# AC python BFS solution

• The idea is simple. The lowest price shopping should be sum(x[i]*special[i]), where x[i] is the number of times a special offer is taken. The search process is the lowest price among all combinations of specials.

For examples, special =[ [1, 1, 1], ], needs is [2, 2]. Then number of combination is 2(1 or 2 special offers) + 1(no offers) = 3

The search space starts from 0 offers, then incrementally adds one offer based on a previous feasible plan. The new plan and unfilled needs are pushed into the queue. When processing each plan, cost is estimated and min_price is updated accordingly.

To avoid duplicate plans, a plans_created set is maintained.

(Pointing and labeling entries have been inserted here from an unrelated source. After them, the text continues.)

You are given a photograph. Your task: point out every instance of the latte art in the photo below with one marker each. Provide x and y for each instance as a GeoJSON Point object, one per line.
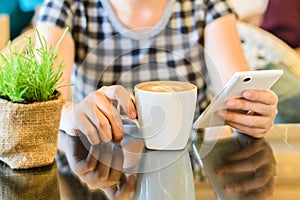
{"type": "Point", "coordinates": [165, 86]}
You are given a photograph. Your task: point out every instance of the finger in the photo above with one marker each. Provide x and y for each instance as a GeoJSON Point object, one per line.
{"type": "Point", "coordinates": [126, 188]}
{"type": "Point", "coordinates": [87, 128]}
{"type": "Point", "coordinates": [248, 121]}
{"type": "Point", "coordinates": [111, 114]}
{"type": "Point", "coordinates": [261, 193]}
{"type": "Point", "coordinates": [251, 131]}
{"type": "Point", "coordinates": [88, 164]}
{"type": "Point", "coordinates": [123, 97]}
{"type": "Point", "coordinates": [267, 97]}
{"type": "Point", "coordinates": [105, 161]}
{"type": "Point", "coordinates": [246, 105]}
{"type": "Point", "coordinates": [117, 164]}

The time complexity is # of possible offer combinations.

class Solution(object):
def shoppingOffers(self, price, special, needs):
"""
:type price: List[int]
:type special: List[List[int]]
:type needs: List[int]
:rtype: int
"""
min_cost = sum(x*y for x, y in zip(needs, price))
no_special = tuple([0]*len(special))
plans_created, q = set([no_special]), collections.deque([(no_special, needs, min_cost)])
while q:
(prev_plan, prev_needs, prev_cost) = q.pop()
# create new plans
for i in xrange(len(special)):
needs, plan = prev_needs[:], list(prev_plan)
plan[i] += 1
if tuple(plan) in plans_created: continue